The Importance of Stem Cells (a guest post from Dr. David Gamm)
Research News
Dr. David Gamm on the potential of stem cell research to benefit patients with retinal degenerations.
When I joined the University of Wisconsin (UW) in 2003, I saw stem cell research as having great potential to benefit patients with retinal degenerations. I also saw stem cells as a way to answer basic science questions about the retina and the conditions that affect it. As a scientist and a pediatric ophthalmologist, these goals were really important to me.
But to enter the field, I had to make a radical shift from my Ph.D. work and return to the drawing board. I wasn’t trained as a cell biologist – I had studied biochemistry – so I had to learn new techniques and concepts from the accomplished scientists at UW.While there clearly are challenges in this area of research, I’m very inspired by the potential of stem cells for saving and restoring vision in people with retinal degenerations. The Holy Grail for me and my colleagues is to use them to replace retinal cells that have been lost, so we can bring back some vision for those with even the most advanced disease.

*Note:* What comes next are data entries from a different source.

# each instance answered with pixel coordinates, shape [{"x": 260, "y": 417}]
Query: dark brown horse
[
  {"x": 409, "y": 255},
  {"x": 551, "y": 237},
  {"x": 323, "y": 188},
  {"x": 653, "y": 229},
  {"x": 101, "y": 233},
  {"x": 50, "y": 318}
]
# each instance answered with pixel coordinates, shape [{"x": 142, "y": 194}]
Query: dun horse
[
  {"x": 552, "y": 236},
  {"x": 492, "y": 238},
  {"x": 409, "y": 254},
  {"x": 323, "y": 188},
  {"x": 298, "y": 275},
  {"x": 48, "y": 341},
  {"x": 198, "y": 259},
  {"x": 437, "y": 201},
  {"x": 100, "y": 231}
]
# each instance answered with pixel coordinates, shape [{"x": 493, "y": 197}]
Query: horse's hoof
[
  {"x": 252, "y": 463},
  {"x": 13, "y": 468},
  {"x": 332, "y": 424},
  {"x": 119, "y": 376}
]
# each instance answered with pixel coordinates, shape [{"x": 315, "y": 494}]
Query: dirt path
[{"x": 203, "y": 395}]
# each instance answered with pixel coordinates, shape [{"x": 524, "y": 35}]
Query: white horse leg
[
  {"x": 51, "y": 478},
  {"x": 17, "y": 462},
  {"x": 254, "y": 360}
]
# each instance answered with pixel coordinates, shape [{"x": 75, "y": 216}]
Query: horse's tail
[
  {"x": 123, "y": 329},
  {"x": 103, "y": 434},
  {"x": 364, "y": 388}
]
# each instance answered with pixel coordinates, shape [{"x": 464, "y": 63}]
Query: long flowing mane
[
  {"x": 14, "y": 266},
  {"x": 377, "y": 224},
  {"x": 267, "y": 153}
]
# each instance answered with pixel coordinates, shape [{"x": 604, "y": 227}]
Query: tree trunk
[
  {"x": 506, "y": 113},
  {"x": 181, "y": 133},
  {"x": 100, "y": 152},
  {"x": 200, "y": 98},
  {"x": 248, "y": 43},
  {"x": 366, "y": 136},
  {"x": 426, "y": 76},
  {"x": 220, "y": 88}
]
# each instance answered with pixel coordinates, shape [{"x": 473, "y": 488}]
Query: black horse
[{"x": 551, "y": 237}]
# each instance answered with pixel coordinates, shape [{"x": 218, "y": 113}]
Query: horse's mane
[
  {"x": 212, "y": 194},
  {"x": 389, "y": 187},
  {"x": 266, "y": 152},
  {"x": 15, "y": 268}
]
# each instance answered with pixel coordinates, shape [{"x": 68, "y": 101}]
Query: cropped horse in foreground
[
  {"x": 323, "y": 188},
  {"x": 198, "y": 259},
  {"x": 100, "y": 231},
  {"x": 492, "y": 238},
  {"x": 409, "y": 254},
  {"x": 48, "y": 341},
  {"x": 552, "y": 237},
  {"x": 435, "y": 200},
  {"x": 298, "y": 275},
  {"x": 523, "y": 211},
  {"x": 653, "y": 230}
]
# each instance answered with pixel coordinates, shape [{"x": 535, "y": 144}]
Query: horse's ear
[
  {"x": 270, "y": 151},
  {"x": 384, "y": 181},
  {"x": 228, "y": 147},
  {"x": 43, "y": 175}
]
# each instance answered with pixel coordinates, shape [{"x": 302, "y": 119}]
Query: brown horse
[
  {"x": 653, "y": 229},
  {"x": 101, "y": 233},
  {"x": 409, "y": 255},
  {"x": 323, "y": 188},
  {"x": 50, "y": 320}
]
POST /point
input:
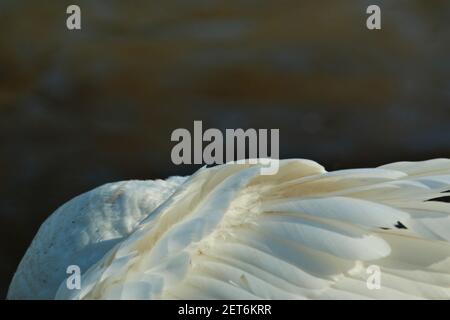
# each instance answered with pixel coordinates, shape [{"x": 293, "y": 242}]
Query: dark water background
[{"x": 80, "y": 109}]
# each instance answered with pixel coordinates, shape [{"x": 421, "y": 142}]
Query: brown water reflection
[{"x": 79, "y": 109}]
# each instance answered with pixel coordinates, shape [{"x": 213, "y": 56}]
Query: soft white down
[{"x": 229, "y": 232}]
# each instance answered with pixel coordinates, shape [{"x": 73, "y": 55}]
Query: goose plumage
[{"x": 229, "y": 232}]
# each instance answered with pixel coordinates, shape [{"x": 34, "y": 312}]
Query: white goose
[{"x": 228, "y": 232}]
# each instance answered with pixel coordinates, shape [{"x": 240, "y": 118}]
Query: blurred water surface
[{"x": 79, "y": 109}]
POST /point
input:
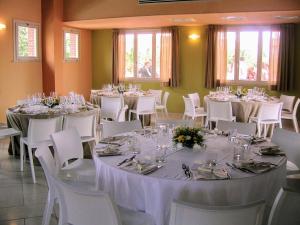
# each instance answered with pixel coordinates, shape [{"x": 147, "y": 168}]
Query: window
[
  {"x": 71, "y": 45},
  {"x": 249, "y": 54},
  {"x": 142, "y": 54},
  {"x": 27, "y": 42}
]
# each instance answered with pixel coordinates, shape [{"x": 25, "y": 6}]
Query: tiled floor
[{"x": 21, "y": 201}]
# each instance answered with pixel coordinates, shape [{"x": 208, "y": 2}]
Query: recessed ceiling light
[
  {"x": 183, "y": 20},
  {"x": 286, "y": 17},
  {"x": 233, "y": 18}
]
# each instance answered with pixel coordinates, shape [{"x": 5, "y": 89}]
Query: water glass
[
  {"x": 134, "y": 145},
  {"x": 238, "y": 153}
]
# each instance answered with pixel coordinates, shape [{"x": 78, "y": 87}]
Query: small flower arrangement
[
  {"x": 50, "y": 101},
  {"x": 188, "y": 136}
]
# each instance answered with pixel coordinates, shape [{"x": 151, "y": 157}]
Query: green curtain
[{"x": 286, "y": 60}]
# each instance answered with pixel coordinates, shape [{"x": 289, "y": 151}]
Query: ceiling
[{"x": 189, "y": 20}]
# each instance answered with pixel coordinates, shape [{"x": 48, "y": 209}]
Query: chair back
[
  {"x": 189, "y": 107},
  {"x": 85, "y": 125},
  {"x": 242, "y": 128},
  {"x": 165, "y": 99},
  {"x": 40, "y": 129},
  {"x": 269, "y": 111},
  {"x": 288, "y": 102},
  {"x": 286, "y": 208},
  {"x": 114, "y": 128},
  {"x": 145, "y": 104},
  {"x": 176, "y": 123},
  {"x": 67, "y": 146},
  {"x": 78, "y": 206},
  {"x": 219, "y": 110},
  {"x": 195, "y": 98},
  {"x": 48, "y": 164},
  {"x": 289, "y": 142},
  {"x": 190, "y": 214},
  {"x": 157, "y": 94},
  {"x": 111, "y": 107},
  {"x": 296, "y": 107}
]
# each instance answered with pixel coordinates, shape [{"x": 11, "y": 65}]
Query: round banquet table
[
  {"x": 129, "y": 99},
  {"x": 244, "y": 110},
  {"x": 153, "y": 193},
  {"x": 20, "y": 121}
]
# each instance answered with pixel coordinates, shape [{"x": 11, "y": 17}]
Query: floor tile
[{"x": 13, "y": 222}]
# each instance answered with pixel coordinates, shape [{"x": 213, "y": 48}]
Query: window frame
[
  {"x": 135, "y": 32},
  {"x": 237, "y": 30},
  {"x": 35, "y": 25},
  {"x": 74, "y": 31}
]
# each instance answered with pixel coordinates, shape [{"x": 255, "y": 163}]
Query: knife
[{"x": 127, "y": 160}]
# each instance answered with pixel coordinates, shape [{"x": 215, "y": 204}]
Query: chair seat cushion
[
  {"x": 254, "y": 119},
  {"x": 130, "y": 217},
  {"x": 35, "y": 145},
  {"x": 83, "y": 170},
  {"x": 286, "y": 115},
  {"x": 159, "y": 107}
]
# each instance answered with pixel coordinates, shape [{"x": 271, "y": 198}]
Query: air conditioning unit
[{"x": 166, "y": 1}]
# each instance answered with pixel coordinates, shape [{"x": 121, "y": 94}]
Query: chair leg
[
  {"x": 265, "y": 130},
  {"x": 12, "y": 140},
  {"x": 48, "y": 209},
  {"x": 272, "y": 129},
  {"x": 31, "y": 164},
  {"x": 21, "y": 155},
  {"x": 258, "y": 130},
  {"x": 296, "y": 126}
]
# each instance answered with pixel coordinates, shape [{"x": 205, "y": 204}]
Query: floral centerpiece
[
  {"x": 50, "y": 101},
  {"x": 188, "y": 136},
  {"x": 240, "y": 92}
]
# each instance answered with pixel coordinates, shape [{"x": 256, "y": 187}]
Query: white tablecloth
[{"x": 154, "y": 193}]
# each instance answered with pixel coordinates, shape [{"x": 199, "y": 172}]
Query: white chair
[
  {"x": 196, "y": 99},
  {"x": 191, "y": 214},
  {"x": 190, "y": 110},
  {"x": 145, "y": 106},
  {"x": 177, "y": 123},
  {"x": 39, "y": 131},
  {"x": 113, "y": 128},
  {"x": 268, "y": 114},
  {"x": 288, "y": 102},
  {"x": 242, "y": 128},
  {"x": 289, "y": 142},
  {"x": 163, "y": 105},
  {"x": 85, "y": 125},
  {"x": 69, "y": 155},
  {"x": 157, "y": 94},
  {"x": 47, "y": 162},
  {"x": 292, "y": 115},
  {"x": 219, "y": 110},
  {"x": 113, "y": 108},
  {"x": 286, "y": 208},
  {"x": 11, "y": 133},
  {"x": 79, "y": 206}
]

We’ve made considerable strides toward that goal in a short amount of time. To think that a little more than decade ago, the entire field of stem cell biology was discovered, and now we already have human studies underway – that’s truly remarkable compared to other fields of science and medicine.
The power of stem cells is twofold: 1) They have the ability to become any cell type in the body, including retinal cells; and 2) They have the ability to self–renew, so that virtually limitless supplies of them can be made. Stem cells are said to be “pluripotent” if they possess these two qualities.

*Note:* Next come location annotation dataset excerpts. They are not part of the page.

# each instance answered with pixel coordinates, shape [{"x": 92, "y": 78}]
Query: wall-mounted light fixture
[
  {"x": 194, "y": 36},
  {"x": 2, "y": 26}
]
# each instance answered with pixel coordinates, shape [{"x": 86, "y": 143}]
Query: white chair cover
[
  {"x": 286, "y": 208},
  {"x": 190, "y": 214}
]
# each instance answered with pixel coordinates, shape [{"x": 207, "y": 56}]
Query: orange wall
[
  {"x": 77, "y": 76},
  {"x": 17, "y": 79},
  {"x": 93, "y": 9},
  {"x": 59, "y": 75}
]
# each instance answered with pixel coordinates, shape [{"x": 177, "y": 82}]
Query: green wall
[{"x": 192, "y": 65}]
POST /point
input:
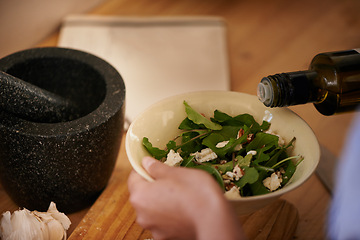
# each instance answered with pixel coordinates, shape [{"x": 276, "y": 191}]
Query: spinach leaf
[
  {"x": 210, "y": 169},
  {"x": 244, "y": 161},
  {"x": 251, "y": 175},
  {"x": 262, "y": 139},
  {"x": 154, "y": 151}
]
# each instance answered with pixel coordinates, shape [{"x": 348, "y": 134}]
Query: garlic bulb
[{"x": 26, "y": 225}]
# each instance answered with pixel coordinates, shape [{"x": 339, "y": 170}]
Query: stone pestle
[{"x": 33, "y": 103}]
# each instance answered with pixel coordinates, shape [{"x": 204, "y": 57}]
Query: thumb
[{"x": 155, "y": 168}]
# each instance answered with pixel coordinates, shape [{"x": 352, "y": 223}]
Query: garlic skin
[{"x": 26, "y": 225}]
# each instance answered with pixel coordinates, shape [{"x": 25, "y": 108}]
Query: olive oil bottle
[{"x": 332, "y": 84}]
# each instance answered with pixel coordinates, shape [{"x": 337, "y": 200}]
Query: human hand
[{"x": 181, "y": 203}]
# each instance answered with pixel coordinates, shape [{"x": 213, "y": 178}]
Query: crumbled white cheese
[
  {"x": 173, "y": 158},
  {"x": 233, "y": 193},
  {"x": 252, "y": 152},
  {"x": 273, "y": 182},
  {"x": 222, "y": 144},
  {"x": 234, "y": 175},
  {"x": 204, "y": 155}
]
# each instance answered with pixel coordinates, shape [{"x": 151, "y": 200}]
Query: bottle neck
[{"x": 286, "y": 89}]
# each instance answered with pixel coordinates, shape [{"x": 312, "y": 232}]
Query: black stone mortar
[{"x": 70, "y": 161}]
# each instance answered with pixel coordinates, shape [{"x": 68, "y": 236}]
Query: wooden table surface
[{"x": 264, "y": 37}]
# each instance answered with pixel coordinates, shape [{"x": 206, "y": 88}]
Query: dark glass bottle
[{"x": 332, "y": 83}]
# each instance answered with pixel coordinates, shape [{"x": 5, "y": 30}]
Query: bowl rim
[{"x": 288, "y": 188}]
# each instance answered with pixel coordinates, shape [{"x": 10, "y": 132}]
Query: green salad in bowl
[
  {"x": 245, "y": 158},
  {"x": 255, "y": 153}
]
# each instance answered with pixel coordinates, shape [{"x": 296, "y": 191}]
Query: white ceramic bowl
[{"x": 160, "y": 124}]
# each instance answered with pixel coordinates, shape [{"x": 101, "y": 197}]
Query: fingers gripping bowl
[{"x": 159, "y": 123}]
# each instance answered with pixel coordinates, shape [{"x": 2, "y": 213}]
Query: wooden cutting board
[{"x": 112, "y": 216}]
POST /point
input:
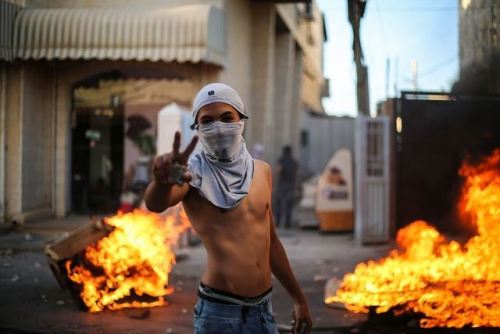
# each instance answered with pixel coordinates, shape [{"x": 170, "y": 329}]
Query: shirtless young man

Dr. Jamie Thomson, my colleague at UW, discovered the first human pluripotent stem cells in 1998. They were obtained from blastocysts that were left over from in vitro fertilization. These are commonly referred to as embryonic stem cells.
Another big advancement in the field came in 2006 and 2007, when Jamie and scientists from Japan genetically reprogrammed, or induced, mature cells from skin to become pluripotent. This provided a new source of stem cells, called induced pluripotent stem cells (iPSC), which offer many practical advantages and don’t raise the ethical concerns sometimes associated with embryonic stem cells.
While my colleagues and I work with both embryonic stem cells and iPSC, the latter are unique in that the patient can serve as his or her own source of stem cells. This could greatly increase the chance that these cells will survive, integrate and function without sparking an immune reaction. They could, in other words, serve as a customized treatment for the patient.
Collaborating with Jamie and Dr. Sara Howden more than a year ago, we were able to take skin cells from a 27-year-old woman with a retinal disease called gyrate atrophy and reprogram them back to an embryonic-like state. We then corrected the genetic defect causing the retinal disease — something that had not been done previously— before directing them to become retinal cells. That, as you might expect, was a big breakthrough for us. Recently, we used a patient’s blood cells to develop layered retinal tissue that is closer to being suitable for transplantation back into the eye.
The challenge that lies ahead is transplanting these cells back into the patient and getting them to survive, integrate and restore vision. We’re making meaningful progress and exploring innovative ways, including the development of scaffold-like structures, to do this. It isn’t easy, and it won’t happen overnight, but I am encouraged by the advancements that we and other FFB-funded labs are achieving.
We are also using iPSC, without correcting the genetic defect, to study the underlying retinal degeneration process in a lab dish and figure out how different types of RP lead to vision loss. In turn, we can explore how well different treatments work in saving these cells and, ultimately, vision. Again, all this is happening in a dish using human cells, which are a critical tool for understanding human disease. These are important applications of iPSC not only for us, but for researchers around the world studying a variety of conditions.
I’d be remiss if I didn’t mention that the Foundation believed in the potential of stem cells at a very early stage, long before their power was demonstrated. Fortunately, it also believed in me when I was just starting out in this field. While I’m grateful for that support, mostly I’m excited about what we are doing to help patients. We are, no doubt, on the right path to saving vision.
David Gamm, M.D., Ph.D., is a Foundation-funded researcher at the University of Wisconsin-Madison, where he is also an assistant professor of ophthalmology and visual sciences and the Edwin & Dorothy Gamewell Professor at the UW Eye Research Institute.